Speaker
Description
Collinear resonance ionization spectroscopy is a powerful technique which can provide a unique insight in nuclear properties such as spins, electromagnetic moments and changes in mean-square charge radii from near doppler-free measurement of the hyperfine structure. This technique was used at the Collinear Resonance Ionization Spectroscopy (CRIS) beamline at ISOLDE-CERN, for studying nuclear structure in the proximity of the heaviest self-conjugate doubly magic nucleus 100Sn. Recently, state-of-the-art many-body methods including ab-initio calculations have been able to reach this important stepping-stone in the nuclear landscape. However, many questions remain unanswered regarding the nuclear structure of the lightest tin isotopes due to the lack of experimental data. The controversial robustness of the shell closure, insufficient understanding of the collective behaviour and the unknown level ordering of the neutron d5/2 and g7/2 shell-model orbits further motivate the curiosity.

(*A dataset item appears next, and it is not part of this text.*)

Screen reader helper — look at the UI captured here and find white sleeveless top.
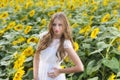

In preparation for studying the exotic neutron-deficient cases extensive testing using a recently commissioned ion source enabled spectroscopy of all stable tin isotopes. This work allowed for the development of several previously unexplored laser ionization schemes of tin. The insight of their sensitivity to nuclear observables and overall efficiency laid foundation for the study of the unstable tin nuclei and provide valuable insight for atomic physics calculations. Using two selected ionization schemes the hyperfine structure of ground and long-lived isomeric-states, extending from 124Sn down to 104Sn were investigated. These new measurements allow for the first determination of electromagnetic moments, changes in mean-square charge radii and ground-state spin assignments of 104-107Sn, shedding new light on the level ordering and collectivity approaching N=50.